Un unico modello assistenziale per accompagnare le persone affette da Sclerosi Laterale Amiotrofica dalla diagnosi alle cure domiciliari, riducendo tempi, passaggi e frammentazioni. È l’obiettivo condiviso da Asl Salerno, Azienda Ospedaliero-Universitaria San Giovanni di Dio e Ruggi d’Aragona e Aisla, protagoniste di un incontro dedicato alla costruzione di una rete stabile per la presa in carico dei pazienti con SLA.
Al confronto hanno partecipato, tra gli altri, il direttore generale dell’Asl Salerno Gennaro Sosto, il direttore generale dell’AOU Ruggi Nicola Cantone, il direttore della UOC Governance dei Processi di Telemedicina e Intelligenza Artificiale dell’Asl Antonio Coppola, la presidente di Aisla Salerno-Avellino-Benevento e segretaria nazionale Pina Esposito, il direttore della Neurologia del Ruggi Paolo Barone e la dottoressa Antonella Toriello.
Un Tavolo permanente per la SLA
Dal confronto è emersa la volontà di costituire un Tavolo permanente tra Asl Salerno, Ruggi e Aisla.
Il compito sarà quello di definire un modello condiviso capace di seguire la persona con SLA in tutte le fasi della malattia, evitando duplicazioni, interruzioni del percorso assistenziale e difficoltà di collegamento tra ospedale e territorio.
Tra le priorità individuate ci sono la riduzione dei tempi necessari per arrivare alla diagnosi, il rafforzamento dell’approccio multidisciplinare e una migliore organizzazione delle dimissioni protette.
Particolare attenzione sarà riservata anche al raccordo tra specialisti ospedalieri, servizi territoriali, assistenza domiciliare e famiglie.
Un collegamento continuo tra ospedale e territorio
L’obiettivo è costruire un sistema nel quale ospedale e territorio non funzionino come realtà separate, ma come componenti di un’unica rete assistenziale.
Il nuovo modello dovrebbe prevedere procedure condivise, responsabilità definite e una comunicazione costante tra tutti i professionisti coinvolti nella presa in carico.
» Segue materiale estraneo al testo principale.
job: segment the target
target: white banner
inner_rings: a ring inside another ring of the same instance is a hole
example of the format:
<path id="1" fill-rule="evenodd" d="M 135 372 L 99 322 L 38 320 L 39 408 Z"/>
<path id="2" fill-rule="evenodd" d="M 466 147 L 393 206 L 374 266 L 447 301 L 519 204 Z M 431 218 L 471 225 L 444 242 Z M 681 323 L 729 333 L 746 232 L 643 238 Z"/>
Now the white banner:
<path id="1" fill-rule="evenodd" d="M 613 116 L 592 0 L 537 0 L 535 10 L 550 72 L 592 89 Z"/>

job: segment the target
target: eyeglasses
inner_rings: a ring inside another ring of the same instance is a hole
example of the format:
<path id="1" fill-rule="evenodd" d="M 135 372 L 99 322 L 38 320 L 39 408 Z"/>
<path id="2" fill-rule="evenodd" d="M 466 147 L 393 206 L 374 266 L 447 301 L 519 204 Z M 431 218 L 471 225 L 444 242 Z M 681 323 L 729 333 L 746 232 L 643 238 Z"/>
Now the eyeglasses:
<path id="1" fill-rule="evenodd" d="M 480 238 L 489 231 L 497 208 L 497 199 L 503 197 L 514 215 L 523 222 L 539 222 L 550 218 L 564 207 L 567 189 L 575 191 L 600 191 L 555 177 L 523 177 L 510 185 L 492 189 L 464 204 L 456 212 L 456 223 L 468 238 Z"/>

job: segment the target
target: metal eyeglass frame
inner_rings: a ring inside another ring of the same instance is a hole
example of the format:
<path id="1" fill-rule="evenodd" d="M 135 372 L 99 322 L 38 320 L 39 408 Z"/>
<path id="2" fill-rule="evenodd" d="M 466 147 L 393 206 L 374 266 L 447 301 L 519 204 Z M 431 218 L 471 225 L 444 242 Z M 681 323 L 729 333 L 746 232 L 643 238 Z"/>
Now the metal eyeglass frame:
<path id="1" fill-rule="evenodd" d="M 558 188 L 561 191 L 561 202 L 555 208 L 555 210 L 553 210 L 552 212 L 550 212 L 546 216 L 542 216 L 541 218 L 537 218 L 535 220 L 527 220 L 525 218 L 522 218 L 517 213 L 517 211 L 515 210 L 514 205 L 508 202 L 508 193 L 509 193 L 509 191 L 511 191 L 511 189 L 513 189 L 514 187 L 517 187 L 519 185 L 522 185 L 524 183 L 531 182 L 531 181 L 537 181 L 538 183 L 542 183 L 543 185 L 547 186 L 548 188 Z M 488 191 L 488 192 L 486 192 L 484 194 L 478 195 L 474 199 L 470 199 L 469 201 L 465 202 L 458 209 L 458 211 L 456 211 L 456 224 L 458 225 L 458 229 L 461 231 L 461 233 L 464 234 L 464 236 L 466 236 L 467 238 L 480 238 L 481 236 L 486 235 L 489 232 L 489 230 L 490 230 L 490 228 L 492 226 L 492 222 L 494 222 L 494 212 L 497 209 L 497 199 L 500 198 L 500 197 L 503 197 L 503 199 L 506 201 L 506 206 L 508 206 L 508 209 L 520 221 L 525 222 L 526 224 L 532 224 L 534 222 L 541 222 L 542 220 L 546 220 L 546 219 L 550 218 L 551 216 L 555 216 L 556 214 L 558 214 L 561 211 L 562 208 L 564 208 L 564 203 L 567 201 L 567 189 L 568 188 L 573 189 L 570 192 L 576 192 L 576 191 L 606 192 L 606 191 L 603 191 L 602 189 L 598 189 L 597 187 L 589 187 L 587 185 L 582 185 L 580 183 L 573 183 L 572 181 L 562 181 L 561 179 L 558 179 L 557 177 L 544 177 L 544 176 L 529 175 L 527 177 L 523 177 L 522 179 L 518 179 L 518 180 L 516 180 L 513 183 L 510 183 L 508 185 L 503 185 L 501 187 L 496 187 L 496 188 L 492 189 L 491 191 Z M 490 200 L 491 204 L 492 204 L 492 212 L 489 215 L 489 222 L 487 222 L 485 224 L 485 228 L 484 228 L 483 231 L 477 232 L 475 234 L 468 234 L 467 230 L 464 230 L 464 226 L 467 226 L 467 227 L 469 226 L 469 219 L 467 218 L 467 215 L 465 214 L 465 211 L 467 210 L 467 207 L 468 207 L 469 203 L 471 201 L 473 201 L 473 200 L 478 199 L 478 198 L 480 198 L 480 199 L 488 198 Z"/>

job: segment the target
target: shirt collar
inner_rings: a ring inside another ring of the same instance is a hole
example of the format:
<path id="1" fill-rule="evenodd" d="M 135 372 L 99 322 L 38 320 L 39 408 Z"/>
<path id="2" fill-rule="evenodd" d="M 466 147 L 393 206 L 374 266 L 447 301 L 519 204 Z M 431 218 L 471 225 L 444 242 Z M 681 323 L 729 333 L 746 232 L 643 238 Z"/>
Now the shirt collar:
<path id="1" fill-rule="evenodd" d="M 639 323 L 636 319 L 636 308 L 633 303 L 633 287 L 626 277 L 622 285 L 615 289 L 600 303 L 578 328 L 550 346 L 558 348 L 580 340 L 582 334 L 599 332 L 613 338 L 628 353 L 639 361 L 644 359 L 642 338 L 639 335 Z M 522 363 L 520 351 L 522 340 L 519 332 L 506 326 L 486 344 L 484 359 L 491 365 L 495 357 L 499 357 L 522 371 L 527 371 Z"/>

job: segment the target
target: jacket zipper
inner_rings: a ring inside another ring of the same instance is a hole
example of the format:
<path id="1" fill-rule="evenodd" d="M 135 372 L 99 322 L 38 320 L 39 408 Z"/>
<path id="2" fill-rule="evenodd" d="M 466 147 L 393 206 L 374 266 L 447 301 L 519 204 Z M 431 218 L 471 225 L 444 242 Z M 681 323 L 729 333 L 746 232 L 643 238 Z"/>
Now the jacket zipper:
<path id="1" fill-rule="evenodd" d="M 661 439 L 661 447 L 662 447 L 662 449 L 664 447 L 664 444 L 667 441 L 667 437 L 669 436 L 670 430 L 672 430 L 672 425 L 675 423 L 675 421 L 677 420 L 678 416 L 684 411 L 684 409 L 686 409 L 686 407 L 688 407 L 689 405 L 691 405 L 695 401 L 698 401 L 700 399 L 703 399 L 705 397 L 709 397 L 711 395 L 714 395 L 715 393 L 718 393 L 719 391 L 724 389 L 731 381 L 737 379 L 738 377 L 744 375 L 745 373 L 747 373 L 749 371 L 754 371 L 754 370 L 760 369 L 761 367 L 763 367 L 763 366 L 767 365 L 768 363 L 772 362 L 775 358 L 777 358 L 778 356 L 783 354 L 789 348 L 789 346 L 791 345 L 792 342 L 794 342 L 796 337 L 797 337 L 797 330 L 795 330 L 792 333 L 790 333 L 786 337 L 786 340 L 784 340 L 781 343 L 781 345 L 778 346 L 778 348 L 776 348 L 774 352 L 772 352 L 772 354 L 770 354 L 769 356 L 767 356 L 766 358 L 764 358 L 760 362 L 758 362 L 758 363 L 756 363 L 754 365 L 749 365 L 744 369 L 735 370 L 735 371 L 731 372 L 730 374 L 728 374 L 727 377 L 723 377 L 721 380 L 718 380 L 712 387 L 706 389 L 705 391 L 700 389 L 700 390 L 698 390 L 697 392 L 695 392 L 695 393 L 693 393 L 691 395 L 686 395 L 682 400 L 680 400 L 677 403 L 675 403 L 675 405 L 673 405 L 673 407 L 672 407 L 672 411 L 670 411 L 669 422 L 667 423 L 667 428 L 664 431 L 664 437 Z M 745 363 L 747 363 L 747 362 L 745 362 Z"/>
Per i direttori generali Gennaro Sosto e Nicola Cantone, la complessità della SLA richiede proprio una risposta integrata, capace di accelerare la diagnosi e rendere più sicuro il passaggio dall’ospedale all’assistenza domiciliare.
Ricerca e multidisciplinarietà
Il professor Paolo Barone ha richiamato anche il ruolo della ricerca, sottolineando la necessità per un’Azienda Ospedaliero-Universitaria di contribuire allo sviluppo di progetti, protocolli sperimentali e collaborazioni nazionali e internazionali, soprattutto di fronte a patologie rare e complesse.
Secondo Antonio Coppola, il percorso dovrà invece superare la frammentazione dei servizi, garantendo un accompagnamento continuo attraverso il coordinamento tra specialisti, professionisti territoriali e caregiver.
Nel progetto sarà coinvolta anche la dottoressa Adele Paolino, referente aziendale SLA e referente per le Malattie Rare dell’Asl Salerno, con un ruolo nel raccordo con i servizi territoriali.
Aisla: “La persona non deve ricomporre da sola il sistema”
Per Pina Esposito, il nuovo percorso avrà valore se riuscirà a trasformarsi in uno strumento concreto per il Progetto di Vita della persona con SLA.
L’obiettivo, secondo Aisla, è passare dalla semplice somma dei servizi a una presa in carico realmente unitaria, con tempi definiti e responsabilità chiare, evitando che siano i pazienti e le famiglie a dover ricostruire ogni volta i collegamenti tra le diverse strutture.
Il Tempio di Nettuno si illumina di verde
L’avvio del percorso arriva a pochi giorni dalla XIX Giornata Nazionale SLA, promossa da Aisla.
Venerdì 18 settembre, alle 19.45, il Tempio di Nettuno di Paestum sarà illuminato di verde e collegato con Palazzo Chigi in occasione dell’accensione nazionale.
L’incontro tra Asl Salerno, Ruggi e Aisla rappresenta quindi il primo passaggio verso una collaborazione strutturata, con l’obiettivo di trasformare il confronto istituzionale in procedure operative e servizi integrati.